I have been challenged by Jerry Coyne, who is unconvinced by my argument that there is no evidence that could convince me of the existence of god. Fair enough, I shall repeat it and expand upon it.

  1. The question “Is there a god?” is a bad question. It’s incoherent and undefined; “god” is a perpetually plastic concept that promoters twist to evade evaluation. If the whole question is nebulous noise, how can any answer be acceptable? The only way to win is by not playing the game.

  2. There’s a certain unfairness in the evidence postulated for god. I used the example of a 900 foot tall Jesus appearing on earth; there is no religion (other than the addled hallucinations of Oral Roberts) that ever proposes such a thing, so such a being would not prove the existence of any prior concept of god, and will even contradict many religions. It’s rather like proposing a crocoduck as a test of evolution.

  3. Many of the evidences proposed rely for their power on their unexplainability by natural mechanisms. There isn’t much power there: the vast majority of the phenomena that exist are not completely explained by science. For instance, I don’t understand every detail of Hox gene regulation (no one does), and I don’t understand all of the nuclear reactions going on inside a star (maybe someone does), and pointing at an elegantly patterned embryo or at our Sun will get me to happily admit my ignorance, but my ignorance is not evidence for a god.

  4. Often when people try to convince me that I’m wrong on this, they add increasingly elaborate, detailed intricacies to an invented scenario, piling up improbabilities until they’ve got an event so wildly unlikely to be as close to impossible as possible, and then, aha, I’m expected to admit that if that happened, I’d have to be convinced that the extremely unlikely explanation of a deity must be the best explanation. But I’m not arguing from probabilities at all; personally, I’m ridiculously improbable, being the product of random recombinations of complex strands of DNA and a personal history full of accidents and coincidence, but I’m not god, nor do I think any other peculiar set of accidents amount to a god.

  5. These elaborate proof-scenarios also have another problem: they haven’t happened, yet people believe in god anyway. We have millennia of history of devoted god-belief, but now you’re trying to tell me that loud voices from the heavens, flocks of angels, healed amputees, and personal messages direct from a manifested Jesus would be sufficient to convince me of a deity’s existence? Well, if that’s our standard of proof, then all existing religions have been disproven.

  6. One other odd feature of the proposed evidence for god is that it is all so petty and superficial. Remember, this omnipotent god we’re talking about has been called “the ground state of all being” and is supposed to be omnipresent and essential to the maintenance of the universe, so I expect the evidence for god to be rather more fundamental. No one seems to think to invent a property of nature that is supernatural; even the terms are self-contradictory. But shouldn’t a god be as ubiquitous and consequential as bosons? Despite calling some particles “god particles”, though, the fact of existence makes them natural and immediately disqualifies them from godhood.

  7. The case for the non-existence of god is not simply a negative one, drawn from the absence of evidence, which can be corrected by throwing in evidence for a miracle. We are atheists because we have a scientific understanding of how the universe works, and the phenomena we observe do not seem to require divine intervention to function. So sure, show me a tap-dancing Jesus poofing loaves and fishes into existence with a snap of his fingers…and I’ll ask how his existence influences chemistry, how the silly bearded man matters in the last few billions of years of evolution, and why he isn’t publishing in the physics journals, where his omniscient insight into the machineries of the world might be better appreciated. Even there, though, I’d question whether adding tap-dancing Jesus to the long list of existent phenomena really helps us understand anything.

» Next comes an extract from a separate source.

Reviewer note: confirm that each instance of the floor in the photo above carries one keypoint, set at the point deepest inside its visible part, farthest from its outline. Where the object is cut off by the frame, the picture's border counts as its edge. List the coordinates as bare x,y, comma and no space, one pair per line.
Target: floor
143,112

  8. There are always better explanations for unexplained phenomena than god: fraud and faulty sensory perception cover most of the bases, but mostly, if I see a Madonna appear in a field to bless me, the first thing I’d suspect is brain damage. We have clumsy, sputtering, inefficient brains that are better designed for spotting rutabagas and triggering rutting behavior at the sight of a curvy buttock than they are for doing math or interpreting the abstract nature of the universe. It is a struggle to be rational and objective, and failures are not evidence for an alternative reality. Heck, we can be fooled rather easily by mere stage magicians; we don’t need to invent something as elaborate as a god to explain apparent anomalies.

That last point does imply, though, that there is one path that could convince me of the existence of god: major brain damage. I don’t think that wacking me in the skull with a ball-peen hammer counts as evidence, however.

Some of you are already disagreeing with me in the comments. This is pointless, because I do have a trump card that I can play against all the nay-sayers. I learned it from the theists.

If you do not concede to me, it’s because my arguments are too subtle and sophisticated for you. Hah, take that!